Desconozco si Ana Pontón milita en el comunismo. Pero estoy seguro de que Mariano Rajoy, que apadrinó la nacionalización masiva de las cajas de ahorro y su ulterior venta, no abraza la hoz y el martillo en la intimidad. Y tengo la certeza de que Angela Merkel, que acaba de tomar el control público de Lufthansa previo desembolso de 9.000 millones de euros, tampoco añora el régimen comunista en el que nació y se crio.

En cuanto la pandemia paralizó la economía, los gobiernos sacaron su artillería para defender a sus empresas. Casi todos, incluido el de España, adoptaron medidas similares de diversa intensidad: líneas de crédito y avales públicos para garantizar la liquidez, subsidios salariales, aplazamiento del pago de impuestos y ayudas directas a los consumidores como el ingreso mínimo vital.

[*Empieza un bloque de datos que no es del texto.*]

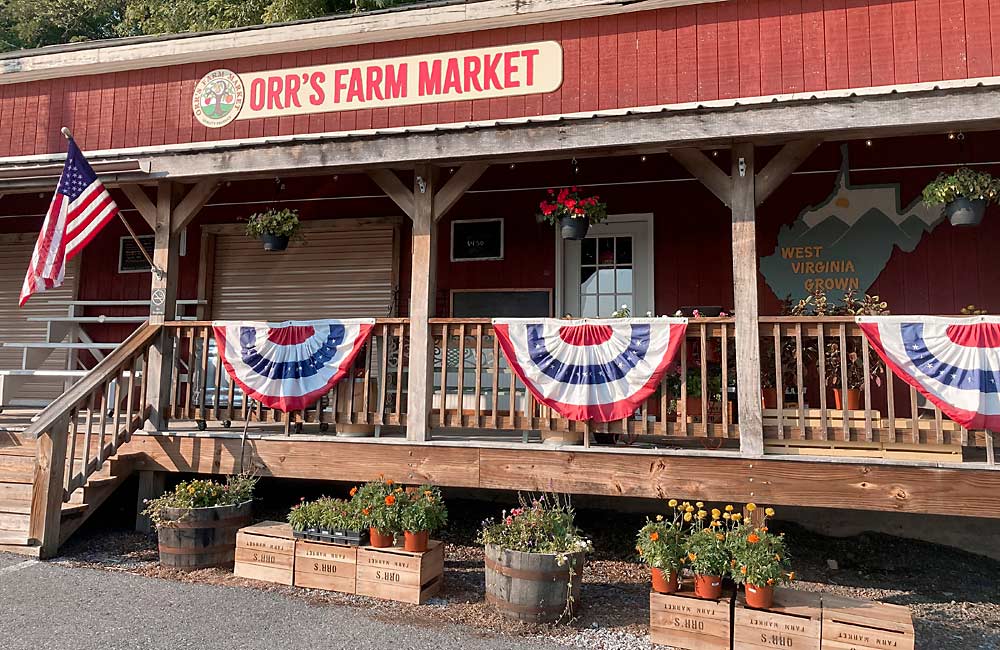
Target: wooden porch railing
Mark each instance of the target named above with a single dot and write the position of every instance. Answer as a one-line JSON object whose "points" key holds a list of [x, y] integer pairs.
{"points": [[375, 395], [474, 387], [84, 427], [803, 359]]}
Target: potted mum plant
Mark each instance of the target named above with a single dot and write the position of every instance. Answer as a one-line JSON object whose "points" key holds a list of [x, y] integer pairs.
{"points": [[274, 227], [707, 553], [381, 505], [661, 546], [964, 195], [534, 560], [423, 512], [573, 211], [210, 512], [759, 560]]}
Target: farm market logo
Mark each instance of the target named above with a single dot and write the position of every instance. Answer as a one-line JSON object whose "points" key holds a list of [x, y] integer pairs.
{"points": [[218, 98], [482, 73]]}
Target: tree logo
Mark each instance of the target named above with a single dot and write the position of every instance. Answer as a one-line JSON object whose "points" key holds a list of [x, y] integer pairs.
{"points": [[218, 98]]}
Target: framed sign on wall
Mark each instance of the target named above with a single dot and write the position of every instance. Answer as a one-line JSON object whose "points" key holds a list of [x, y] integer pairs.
{"points": [[130, 258], [476, 240]]}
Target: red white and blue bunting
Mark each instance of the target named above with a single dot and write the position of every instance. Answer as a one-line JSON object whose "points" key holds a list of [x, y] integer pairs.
{"points": [[953, 362], [591, 369], [289, 366]]}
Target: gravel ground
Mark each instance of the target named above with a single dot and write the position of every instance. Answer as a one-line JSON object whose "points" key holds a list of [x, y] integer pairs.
{"points": [[954, 596]]}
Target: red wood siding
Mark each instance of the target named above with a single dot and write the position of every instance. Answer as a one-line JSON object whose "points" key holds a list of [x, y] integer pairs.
{"points": [[693, 53]]}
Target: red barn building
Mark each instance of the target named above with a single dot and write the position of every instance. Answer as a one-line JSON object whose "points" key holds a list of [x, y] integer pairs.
{"points": [[749, 152]]}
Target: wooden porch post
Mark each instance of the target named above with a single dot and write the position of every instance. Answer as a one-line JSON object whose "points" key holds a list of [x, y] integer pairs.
{"points": [[47, 487], [744, 238], [163, 306], [423, 269]]}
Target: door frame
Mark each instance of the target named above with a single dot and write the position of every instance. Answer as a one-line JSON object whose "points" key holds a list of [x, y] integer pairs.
{"points": [[560, 289]]}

Pero Alemania fue más allá: creó un fondo de estabilización, dotado con 400.000 millones de euros, para participar en el capital de compañías en riesgo de quiebra. La iniciativa, secundada por Francia y otros países, recibió en mayo el espaldarazo de Bruselas. Con la recomendación, eso sí, de que la intervención tuviese carácter temporal y la medida fuese de «último recurso». El anatema se disipó sin mayor escándalo.

España, gobernada por una coalición de izquierdas, se mostró reticente al giro radical que abría la espita a la nacionalización de empresas. Alegó que distorsionaría la competencia, aunque se sospecha que el origen de las reticencias era la escasa capacidad financiera para seguir los pasos de Alemania o Francia.

En ese contexto, la intervención de Alcoa, reclamada por Ana Pontón, los trabajadores y no pocos economistas, no resulta descabellada. Porque la cuestión que se dirime no es solo, que también, la pérdida de empleos y el hachazo que el cierre supondría para A Mariña lucense. Si todo el drama fuera ese, alguien podría argumentar con cifras que resulta más barato auxiliar a los trabajadores y regar de euros la comarca que intervenir la empresa. La cuestión capital, la que debe resolver el Gobierno, es otra: ¿podemos permitirnos -y, de ser así, a qué tremendo coste- prescindir de la única fábrica que produce aluminio primario en España? Si la respuesta es negativa, el Gobierno está obligado a garantizar la continuidad de la factoría, sin descartar el último cartucho: el de la nacionalización.